Operation IA Feature, a covert Central Intelligence Agency operation, authorized U.S. government support for Jonas Savimbi's National Union for the Total Independence of Angola (UNITA) and Holden Roberto's National Liberation Front of Angola (FNLA) militants in Angola. PresidentGerald Ford approved the program on July 18, 1975, despite strong opposition from officials in the State Department, including Davis, and the CIA. Two days prior to the program's approval Davis told Henry Kissinger, the Secretary of State, that he believed maintaining the secrecy of IA Feature would be impossible. Davis correctly predicted the Soviet Union would respond by increasing its involvement in Angola, leading to more violence and negative publicity for the United States. When Ford approved the program Davis resigned.[3]John Stockwell, the CIA's station chief in Angola, echoed Davis' criticism saying the program needed to be expanded to be successful, but the program was already too large to be kept out of the public eye. Davis' deputy and former U.S. ambassador to Chile, Edward Mulcahy, also opposed direct involvement. Mulcahy presented three options for U.S. policy towards Angola on May 13, 1975. Mulcahy believed the Ford administration could use diplomacy to campaign against foreign aid to the Communist People's Movement for the Liberation of Angola (MPLA), refuse to take sides in factional fighting, or increase support for the FNLA and UNITA. He warned, however, that supporting UNITA would not sit well with Mobutu Sese Seko, the ruler of Zaire.[4][5][6]
When Costa-Gavras's film Missing was released by Universal Studios in 1982, Davis, who had been the United States Ambassador to Chile from 1971 to 1973, filed a US$150 million libel suit against the director and the studio. Although he was not named directly in the movie, he had been named in the book on which the movie was based. The court eventually dismissed Davis's suit. The film was removed from the market during the lawsuit but re-released upon dismissal of the suit.[7]

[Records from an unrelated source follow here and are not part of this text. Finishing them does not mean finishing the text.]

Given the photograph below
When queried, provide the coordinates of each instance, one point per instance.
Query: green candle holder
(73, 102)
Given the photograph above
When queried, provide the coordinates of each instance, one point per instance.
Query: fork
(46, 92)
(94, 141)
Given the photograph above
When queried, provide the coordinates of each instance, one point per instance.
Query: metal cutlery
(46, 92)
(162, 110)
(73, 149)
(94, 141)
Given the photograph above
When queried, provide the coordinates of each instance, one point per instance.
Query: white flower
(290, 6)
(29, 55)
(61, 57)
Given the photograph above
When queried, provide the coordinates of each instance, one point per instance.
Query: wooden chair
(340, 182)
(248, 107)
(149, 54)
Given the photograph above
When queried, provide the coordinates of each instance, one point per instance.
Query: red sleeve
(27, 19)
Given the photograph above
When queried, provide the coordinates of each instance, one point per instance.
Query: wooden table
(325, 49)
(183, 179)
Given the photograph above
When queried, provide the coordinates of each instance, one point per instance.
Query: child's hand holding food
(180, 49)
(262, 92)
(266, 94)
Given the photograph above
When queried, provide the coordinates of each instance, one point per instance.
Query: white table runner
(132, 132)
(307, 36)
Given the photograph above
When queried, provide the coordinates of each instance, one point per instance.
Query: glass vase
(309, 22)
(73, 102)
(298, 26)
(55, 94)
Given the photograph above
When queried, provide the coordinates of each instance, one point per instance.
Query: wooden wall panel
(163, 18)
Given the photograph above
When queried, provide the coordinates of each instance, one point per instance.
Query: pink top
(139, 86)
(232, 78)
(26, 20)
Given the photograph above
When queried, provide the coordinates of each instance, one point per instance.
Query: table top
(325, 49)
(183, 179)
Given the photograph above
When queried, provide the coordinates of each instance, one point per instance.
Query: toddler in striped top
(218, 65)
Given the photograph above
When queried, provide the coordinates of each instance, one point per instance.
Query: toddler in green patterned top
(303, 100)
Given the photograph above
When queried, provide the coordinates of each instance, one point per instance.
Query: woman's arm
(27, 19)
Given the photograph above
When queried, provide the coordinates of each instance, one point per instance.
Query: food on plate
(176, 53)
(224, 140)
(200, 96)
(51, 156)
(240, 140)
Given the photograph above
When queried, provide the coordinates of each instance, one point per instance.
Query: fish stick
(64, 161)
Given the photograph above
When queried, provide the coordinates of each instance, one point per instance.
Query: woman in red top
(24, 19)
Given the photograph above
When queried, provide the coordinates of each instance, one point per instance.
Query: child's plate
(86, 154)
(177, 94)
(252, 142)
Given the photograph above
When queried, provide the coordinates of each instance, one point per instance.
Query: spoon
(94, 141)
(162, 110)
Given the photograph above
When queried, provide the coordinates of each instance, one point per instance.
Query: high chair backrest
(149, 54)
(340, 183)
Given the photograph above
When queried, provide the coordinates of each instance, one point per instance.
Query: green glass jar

Academia, retirement, and death
While still in the Foreign Service, between 1977 and 1983, Davis taught at the U.S. Naval War College in Newport, Rhode Island, where one of his students was Oliver North.[8] Upon his retirement from the Foreign Service, Davis accepted a position as the first Alexander and Adelaide Hixon Professor of Humanities at Harvey Mudd College, in Claremont, California, where he taught political science from 1983 until his retirement in 2002, at which time he was named Professor Emeritus of Political Science.[9][10] During his time at Harvey Mudd College, he wrote a book, using research he had been working on since 1947, which had also been the basis for his doctoral dissertation, called A Long Walk to Church: a Contemporary History of Russian Orthodoxy. He wrote a second edition of the book in 2003.[11]
Davis was a skier and had awards and accomplishments in white water canoeing and mountain climbing, most notable of which was a "first ascent" of Mount Abanico in the Venezuelan Andes with George Band. (Band was a member of the team that first successfully climbed Mount Everest.) He also was a political activist, starting in the 1960s with the civil rights movement. Beginning in the 1980s, he held a variety of positions in the Democratic Party, both in California and nationally. On May 16, 2011, Davis died, aged 86, in Claremont, California.[12]